Quality of Life (QoL)
Data on QoL will be collected using the Stroke Impact Scale (SIS 3.0). The Stroke Impact Scale (SIS) is a self-report questionnaire that evaluates disability and health-related quality of life after stroke (Mudler \& Nijland, 2016). It is a 59-item questionnaire, assessing eight domains: strength, hand function, activities of daily living, mobility, communication, emotion, memory and thinking, and participation/role function. Each item is presented as a 5-point Likert scale, allowing the participant to rate the level of difficulty they experience in completing each item. Additionally, the participant is asked to rate how much they think that they have recovered from their stroke on a 0-100 scale.
Time frame: Baseline, week 13 (post-intervention), and week 19 (follow-up).
Quality of Life (QoL)
Data on QoL will be collected using the Modified Caregiver Strain Index (MCSI). The MCSI is a 13 item questionnaire administered to caregivers (if applicable). The questionnaire assesses strain related to the following domains: financial, physical, psychological, social, and personal. Higher scores indicate more strain.

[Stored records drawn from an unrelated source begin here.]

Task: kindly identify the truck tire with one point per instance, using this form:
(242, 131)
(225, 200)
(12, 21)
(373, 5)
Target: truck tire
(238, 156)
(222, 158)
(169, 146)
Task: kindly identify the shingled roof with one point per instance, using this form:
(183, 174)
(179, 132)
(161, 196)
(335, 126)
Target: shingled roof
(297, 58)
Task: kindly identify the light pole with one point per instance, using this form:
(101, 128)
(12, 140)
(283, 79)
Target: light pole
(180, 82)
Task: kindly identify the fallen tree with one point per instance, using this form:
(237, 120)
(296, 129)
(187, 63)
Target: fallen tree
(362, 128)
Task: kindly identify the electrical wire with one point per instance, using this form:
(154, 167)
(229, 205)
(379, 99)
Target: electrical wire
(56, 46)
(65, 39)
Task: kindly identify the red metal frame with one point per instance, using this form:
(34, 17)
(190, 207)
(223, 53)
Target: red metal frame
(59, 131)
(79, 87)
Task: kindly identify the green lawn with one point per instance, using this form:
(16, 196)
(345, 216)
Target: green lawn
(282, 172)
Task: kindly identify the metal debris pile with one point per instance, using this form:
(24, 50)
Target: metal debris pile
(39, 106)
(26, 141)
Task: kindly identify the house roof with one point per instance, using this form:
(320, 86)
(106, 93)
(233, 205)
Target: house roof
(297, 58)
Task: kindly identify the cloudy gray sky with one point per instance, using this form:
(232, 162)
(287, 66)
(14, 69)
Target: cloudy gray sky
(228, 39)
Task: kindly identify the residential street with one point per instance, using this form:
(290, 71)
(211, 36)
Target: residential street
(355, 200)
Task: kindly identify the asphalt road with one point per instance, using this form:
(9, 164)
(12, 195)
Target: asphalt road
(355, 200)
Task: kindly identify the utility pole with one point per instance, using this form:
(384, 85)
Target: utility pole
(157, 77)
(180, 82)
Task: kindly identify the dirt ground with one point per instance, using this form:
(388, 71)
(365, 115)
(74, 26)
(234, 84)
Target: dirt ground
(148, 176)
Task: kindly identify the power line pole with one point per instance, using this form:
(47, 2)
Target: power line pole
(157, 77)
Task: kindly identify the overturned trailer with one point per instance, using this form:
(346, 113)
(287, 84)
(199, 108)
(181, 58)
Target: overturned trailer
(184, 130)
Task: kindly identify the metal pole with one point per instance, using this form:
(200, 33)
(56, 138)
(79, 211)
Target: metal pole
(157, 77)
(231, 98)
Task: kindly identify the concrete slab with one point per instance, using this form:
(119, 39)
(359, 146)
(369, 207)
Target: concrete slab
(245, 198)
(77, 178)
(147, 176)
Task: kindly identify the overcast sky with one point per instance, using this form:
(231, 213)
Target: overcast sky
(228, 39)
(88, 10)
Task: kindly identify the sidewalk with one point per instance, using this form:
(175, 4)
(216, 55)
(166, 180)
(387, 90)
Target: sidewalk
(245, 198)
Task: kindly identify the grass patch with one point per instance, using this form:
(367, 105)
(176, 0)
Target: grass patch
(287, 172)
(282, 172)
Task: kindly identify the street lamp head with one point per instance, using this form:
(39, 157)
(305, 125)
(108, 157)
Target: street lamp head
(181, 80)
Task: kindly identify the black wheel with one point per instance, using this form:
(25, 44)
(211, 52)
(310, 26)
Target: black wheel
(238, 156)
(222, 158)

Time frame: Baseline, week 13 (post-intervention), and week 19 (follow-up).
Mobility Performance
Data for mobility performance will be collected using the Timed-Up-and-Go Test (TUG). The TUG test assesses mobility and fall risk. During the test, the participant is instructed to stand up from a chair, walk three meters, turn around, walk back to the chair, and sit back down. The test will be conducted over three trials: familiarization, self-selected speed, and fast speed.
Time frame: Baseline, week 13 (post-intervention), and week 19 (follow-up).
Mobility Performance
Data for mobility performance will be collected using the Five Times Sit to Stand (FTSTS) Test. The FTSTS test assesses functional mobility and strength. During the test, the participant is instructed to rise to a full standing position and return to sitting five times as quickly as possible, without using their arms.
Time frame: Baseline, week 13 (post-intervention), and week 19 (follow-up).
Mobility Performance
Data for mobility performance will be collected using the Ten Meters Walk Test (10MWT). The 10MWT assesses functional mobility and gait. During the test, the participant is instructed to walk 10 meters (with 2 additional meters on each end of the walkway for acceleration and deceleration). The test will be conducted over 4 trials presented in a randomized order: 2 self-selected comfortable walking speed, and 2 at a fast walking speed.
Time frame: Baseline, week 13 (post-intervention), and week 19 (follow-up).